Determination of the London penetration depth with the tunnel diode oscillator technique

TL;DR

This paper derives formulas to accurately determine the London penetration depth in superconductors using the tunnel diode oscillator technique, accounting for geometric effects and edge sharpness, enabling both relative and absolute measurements.

Contribution

It provides new formulas that incorporate edge effects and aspect ratio variations, improving the accuracy of penetration depth measurements with the tunnel diode oscillator.

Findings

Sharp edges cause large frequency shifts proportional to λ^{2/3}.

Formulas are valid for any aspect ratio of the slab cross section.
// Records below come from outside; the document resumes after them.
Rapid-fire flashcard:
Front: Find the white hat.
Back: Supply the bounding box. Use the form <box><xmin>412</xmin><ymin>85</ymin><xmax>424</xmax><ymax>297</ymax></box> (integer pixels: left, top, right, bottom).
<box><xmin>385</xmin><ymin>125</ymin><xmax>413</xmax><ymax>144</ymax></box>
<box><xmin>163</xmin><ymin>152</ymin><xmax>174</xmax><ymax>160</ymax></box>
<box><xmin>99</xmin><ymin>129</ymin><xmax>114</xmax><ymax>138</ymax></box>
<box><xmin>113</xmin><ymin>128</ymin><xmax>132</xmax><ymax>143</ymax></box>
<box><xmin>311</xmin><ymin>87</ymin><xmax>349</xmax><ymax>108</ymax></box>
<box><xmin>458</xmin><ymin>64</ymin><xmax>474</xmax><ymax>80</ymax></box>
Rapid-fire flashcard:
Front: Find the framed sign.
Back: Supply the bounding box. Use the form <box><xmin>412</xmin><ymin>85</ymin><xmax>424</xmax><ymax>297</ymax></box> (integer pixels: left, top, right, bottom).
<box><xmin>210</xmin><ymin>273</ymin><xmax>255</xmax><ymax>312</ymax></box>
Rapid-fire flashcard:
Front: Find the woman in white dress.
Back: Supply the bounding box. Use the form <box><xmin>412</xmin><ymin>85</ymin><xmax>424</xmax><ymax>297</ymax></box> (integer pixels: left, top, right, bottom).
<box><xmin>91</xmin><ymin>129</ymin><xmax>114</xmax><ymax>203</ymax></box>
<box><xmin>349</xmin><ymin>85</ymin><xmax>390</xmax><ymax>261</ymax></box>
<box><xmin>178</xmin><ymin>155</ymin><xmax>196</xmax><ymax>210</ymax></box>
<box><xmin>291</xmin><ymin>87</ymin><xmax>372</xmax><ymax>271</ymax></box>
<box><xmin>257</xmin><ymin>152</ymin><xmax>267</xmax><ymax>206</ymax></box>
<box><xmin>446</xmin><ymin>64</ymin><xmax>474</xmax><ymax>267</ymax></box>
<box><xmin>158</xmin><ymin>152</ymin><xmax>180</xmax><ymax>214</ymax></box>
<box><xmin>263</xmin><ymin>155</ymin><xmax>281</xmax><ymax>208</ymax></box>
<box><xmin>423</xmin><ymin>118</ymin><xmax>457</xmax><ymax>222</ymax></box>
Possibility to measure both changes and absolute values of λ.

Abstract

Using a distribution of the Meissner currents over the surface of an infinitely long superconducting slab with a rectangular cross section, the magnetic moment of the slab is calculated, taking into account corrections associated with a small but finite value of the London penetration depth $\lambda$. Since these corrections determine the shift of the resonant frequency in the tunnel diode oscillator technique, formulas for determination of $\lambda$ within this technique are derived for the slab. These formulas are valid for any aspect ratio of its cross section, and they differ from those that are often used in analyzing experimental data. Namely, it is shown that sharp edges of the slab can cause the large frequency shift proportional to the change in the value of $\lambda^{2/3}$. Although this result complicates the extraction of a temperature dependence of $\lambda$ from the frequency shift, it also opens up new possibilities in determining the London penetration depth. In particular, under certain conditions, it is possible not only to measure the changes in $\lambda$ with the temperature, but also to estimate its absolute value.